Wednesday, June 14, 2006

Skin Stem Cells Can Create Neural Cells in Mice

Skin Stem Cells Can Create Neural Cells in Mice

Researchers at the University of Calgary and the Hospital for Sick Children, which is affiliated with the University of Toronto, have issued a press release reporting that neural cells have been successfully derived from human skin cells and transplanted into mice. The researchers were able to differentiate the skin stem cells (also called SKPs) into glial cells, which were able to restore myelin to damaged axons and also provided an environment in which the axons were able to regenerate. (Under usual circumstances they don’t; once a neuron is gone, it’s gone.)

The study is the first in which SKPs have been used to create neural cells that were then transplanted into an animal. Obviously human treatment is a long way away, but the potential for it is less of a dream now. The researchers have two prongs of further research to follow; one is trying the neural cells in other animals and, eventually, people; the other is deriving other types of cells from the skin cells.

Lupus News

Lupus News

For some reason television stations are picking up on the studies of using stem cells to fight lupus (and other autoimmune disorders).

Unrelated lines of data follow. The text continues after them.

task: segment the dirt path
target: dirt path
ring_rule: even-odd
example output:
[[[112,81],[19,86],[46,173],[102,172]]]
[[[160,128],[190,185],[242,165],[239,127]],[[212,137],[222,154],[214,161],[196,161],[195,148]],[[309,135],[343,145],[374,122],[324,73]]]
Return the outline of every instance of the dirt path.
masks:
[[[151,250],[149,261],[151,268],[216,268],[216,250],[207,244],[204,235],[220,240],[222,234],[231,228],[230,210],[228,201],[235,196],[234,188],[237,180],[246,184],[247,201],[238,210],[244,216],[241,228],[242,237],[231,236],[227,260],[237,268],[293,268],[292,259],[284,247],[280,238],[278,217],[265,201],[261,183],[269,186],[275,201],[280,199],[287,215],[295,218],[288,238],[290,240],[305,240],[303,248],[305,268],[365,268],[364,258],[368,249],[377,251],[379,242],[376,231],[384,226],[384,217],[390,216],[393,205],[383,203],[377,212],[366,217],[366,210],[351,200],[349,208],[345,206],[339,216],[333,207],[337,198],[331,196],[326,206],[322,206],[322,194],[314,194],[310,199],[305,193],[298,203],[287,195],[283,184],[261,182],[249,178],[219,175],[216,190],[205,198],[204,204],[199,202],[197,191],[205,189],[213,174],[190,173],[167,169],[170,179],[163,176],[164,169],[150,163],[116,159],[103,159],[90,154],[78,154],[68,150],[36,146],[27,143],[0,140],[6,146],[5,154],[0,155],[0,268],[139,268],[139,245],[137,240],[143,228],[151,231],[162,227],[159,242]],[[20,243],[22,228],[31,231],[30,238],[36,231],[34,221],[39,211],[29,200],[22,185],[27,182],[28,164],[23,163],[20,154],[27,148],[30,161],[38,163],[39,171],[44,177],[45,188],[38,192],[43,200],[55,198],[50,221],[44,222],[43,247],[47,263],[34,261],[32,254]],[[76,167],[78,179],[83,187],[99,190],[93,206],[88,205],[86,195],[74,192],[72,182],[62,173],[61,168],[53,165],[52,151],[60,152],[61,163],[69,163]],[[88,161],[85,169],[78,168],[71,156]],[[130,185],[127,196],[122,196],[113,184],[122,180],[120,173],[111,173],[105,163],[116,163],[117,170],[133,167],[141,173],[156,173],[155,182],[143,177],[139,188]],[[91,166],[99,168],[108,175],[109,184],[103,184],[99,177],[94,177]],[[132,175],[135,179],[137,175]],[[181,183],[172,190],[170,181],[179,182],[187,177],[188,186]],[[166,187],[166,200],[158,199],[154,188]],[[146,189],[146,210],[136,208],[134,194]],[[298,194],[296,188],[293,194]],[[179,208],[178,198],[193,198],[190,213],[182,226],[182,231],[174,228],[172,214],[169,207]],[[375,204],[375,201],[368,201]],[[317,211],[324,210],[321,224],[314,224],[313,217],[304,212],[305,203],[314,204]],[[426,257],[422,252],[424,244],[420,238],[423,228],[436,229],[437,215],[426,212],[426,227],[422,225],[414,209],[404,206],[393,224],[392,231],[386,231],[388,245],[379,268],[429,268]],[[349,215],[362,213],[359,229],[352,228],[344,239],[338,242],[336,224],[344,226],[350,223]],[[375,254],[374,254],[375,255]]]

I blogged about this quite some time ago (1/19/06), and the stories haven’t added anything to what I wrote then, but if you are interested in lupus you might want to look at these. One is from the Austin, Texas Channel 8; another is from the Charlotte, North Carolina Channel 14. Essentially stem cells are harvested from the patient prior to chemotherapy or radiation treatment which destroys the white blood cells mistakenly attacking the body’s own system, and the stem cells are then transplanted in with the hope that they will make new white cells that don’t attack the patient. The results have looked good over a period of several years.